Сам же, после некоторого колебания, решил ехать в Звенигородку. Колебался я потому, что Звенигородка была далеко, а я думал, что могу что-нибудь сделать в корпусе, но потом решил, что, сдавши корпус, мне было неловко вмешиваться в распоряжения Гандзюка, и потому я остановился на первом решении, и, может быть, напрасно, потому что и Гандзюк, и Сафонов были совершенно не ориентированы в положении вещей, и 22 или 23 января, когда они уже со штабом оказались под самым Киевом, оба они решили ехать в Генеральный Секретариат за сведениями. Выехали они на автомобиле. Их где-то большевики остановили. Они заявили, что едут из первого Украинского корпуса. За это их немедленно выволокли из автомобиля, без всякого с их стороны сопротивления, а затем через 1–2 дня они были расстреляны, причем тел их не похоронили.
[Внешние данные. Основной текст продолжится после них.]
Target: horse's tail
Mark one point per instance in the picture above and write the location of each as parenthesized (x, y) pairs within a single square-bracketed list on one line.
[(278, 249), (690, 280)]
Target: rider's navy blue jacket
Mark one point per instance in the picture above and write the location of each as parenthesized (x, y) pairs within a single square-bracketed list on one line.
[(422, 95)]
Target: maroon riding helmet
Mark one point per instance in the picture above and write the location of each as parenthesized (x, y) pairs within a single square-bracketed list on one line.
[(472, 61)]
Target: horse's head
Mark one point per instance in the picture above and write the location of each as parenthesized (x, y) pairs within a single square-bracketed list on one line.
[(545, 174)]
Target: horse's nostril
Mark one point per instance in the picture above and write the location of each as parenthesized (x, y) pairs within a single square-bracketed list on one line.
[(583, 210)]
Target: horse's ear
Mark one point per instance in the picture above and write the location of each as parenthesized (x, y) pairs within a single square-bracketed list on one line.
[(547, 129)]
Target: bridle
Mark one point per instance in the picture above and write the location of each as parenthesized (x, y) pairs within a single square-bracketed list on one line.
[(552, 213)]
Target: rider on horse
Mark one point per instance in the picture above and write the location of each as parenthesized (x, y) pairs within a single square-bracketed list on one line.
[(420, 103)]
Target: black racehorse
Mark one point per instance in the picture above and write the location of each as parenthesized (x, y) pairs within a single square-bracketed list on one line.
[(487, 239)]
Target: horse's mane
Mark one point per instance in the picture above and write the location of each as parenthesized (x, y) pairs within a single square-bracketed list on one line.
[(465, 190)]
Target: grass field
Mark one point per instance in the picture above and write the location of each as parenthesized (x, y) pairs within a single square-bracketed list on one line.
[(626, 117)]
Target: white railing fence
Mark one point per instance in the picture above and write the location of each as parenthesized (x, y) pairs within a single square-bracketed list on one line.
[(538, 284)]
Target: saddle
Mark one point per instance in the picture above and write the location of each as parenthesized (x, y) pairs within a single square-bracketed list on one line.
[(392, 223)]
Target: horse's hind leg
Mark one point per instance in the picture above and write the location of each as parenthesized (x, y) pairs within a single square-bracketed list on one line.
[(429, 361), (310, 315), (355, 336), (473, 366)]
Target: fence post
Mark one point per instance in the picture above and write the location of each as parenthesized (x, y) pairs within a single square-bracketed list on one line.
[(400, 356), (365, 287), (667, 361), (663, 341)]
Уже когда я был гетманом, ко мне приезжали их несчастные жены, я им помог чем мог. Они разыскали тела своих мужей в обезображенном виде. Есть показания по этому поводу одного офицера Генерального штаба, Краевского, которого вместе с ними приставили к стенке для расстрела, но который был лишь после залпа ранен и удрал. Когда я его видел, нравственное его состояние было таково, что трудно было от него добиться более подробных сведений о последних минутах [жизни] этих двух честных генералов.
Я очень обрадовался, что мои верховые лошади оказались целыми в конюшнях штаба. На следующий день я подготовлял все для выезда в Звенигородку. В это время выяснилось, что большевики выдвинули какой-то небольшой отряд в направлении Белой Церкви и уже какие-то их комиссары приехали в город.
24 января 1918 года я в сопровождении Мартыновича, прапорщика Убийского, офицера корпуса, моих двух вестовых на рассвете выехали из Белой Церкви. Было решено, так как меня все знали в Белой Церкви, что я пройду в соседнее большое село, а туда прибудут вестовые с моими лошадьми и телегой, которую я взял из штаба корпуса. Пришлось снова пройти пешком верст 20 до села. Там мы остановились у крестьянина.
Забавно и в то же время грустно было слышать его спокойный и деловитый рассказ, как он грабил соседнего помещика. Никакого сомнения в правоте своего дела, причем оказалось, что ему достались лишь низ от какого-то большого стола и несколько листов железа. Я его спросил, почему он так мало взял.
– Да, – говорит он, – все больше палили и ломали, потом уж спохватились брать, да поздно было.
– А вы что же, сильно сердиты были на помещика, что сильно жал вас?
– Нет, барин был добрый, мы с ним по-хорошему жили, да так уж вышло.